Authors: We agree that quantitative details on temporal alignment are important for users developing time-critical controllers. Section 3 of the manuscript describes the overall data collection protocol and states that signals were synchronously recorded, but does not provide explicit hardware trigger specifications or measured latency metrics. In the revision we will expand Section 3 to include: (1) a description of the hardware synchronization method (shared trigger signal from the Vicon system to the force-plate treadmill, sEMG amplifier, and AUS acquisition unit), (2) the nominal sampling rates and any known clock offsets, and (3) any post-hoc validation we performed (e.g., cross-correlation of simultaneously recorded events or maximum observed inter-modality offset on representative trials).
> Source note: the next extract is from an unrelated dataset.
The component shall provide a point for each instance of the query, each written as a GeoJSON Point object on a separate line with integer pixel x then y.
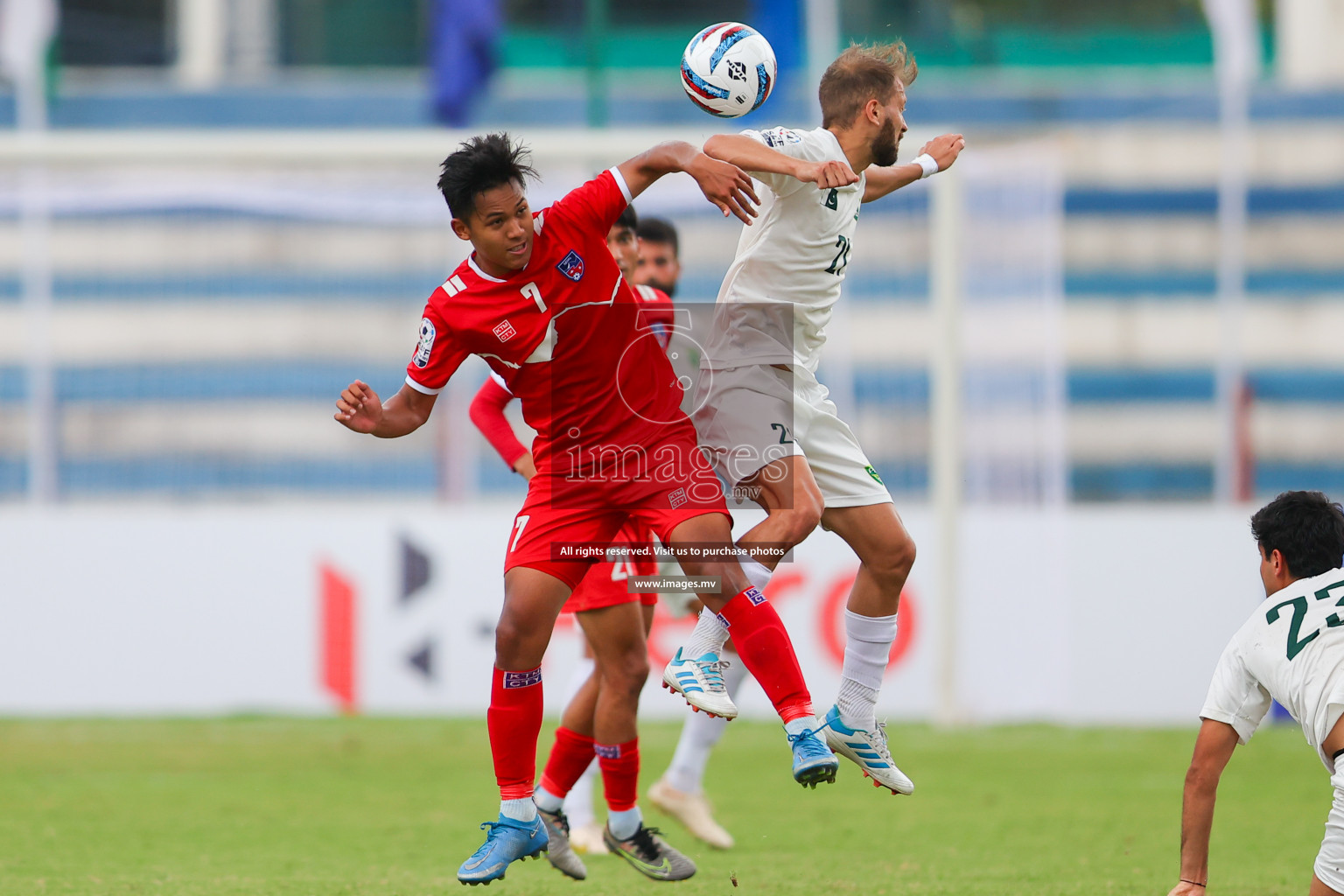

If additional quantitative measurements can be extracted from the raw acquisition logs, they will be reported; otherwise we will clearly state the synchronization procedure and its known limitations. revision: yes
Circularity Check
No significant circularity: dataset release without derivations or predictions
full rationale
The paper is a dataset release describing collection of multimodal lower-limb data (kinematics via Vicon, kinetics via instrumented treadmill, sEMG, and AUS) from able-bodied and older adults under varied inclines, speeds, and non-ideal conditions. No equations, models, predictions, or derivation chains are claimed or present in the abstract or described contribution. The central value rests on public data availability and external downstream use rather than any internal fitting, self-definition, or self-citation that reduces to inputs by construction. This is a standard honest non-finding for data papers.
Axiom & Free-Parameter Ledger
axioms (2)
- domain assumption Vicon motion capture and instrumented treadmill provide accurate kinematic and kinetic ground truth under the tested conditions.
- domain assumption Synchronous recording of sEMG and AUS from thirteen bilateral lower-limb muscles is feasible and useful for downstream robot development.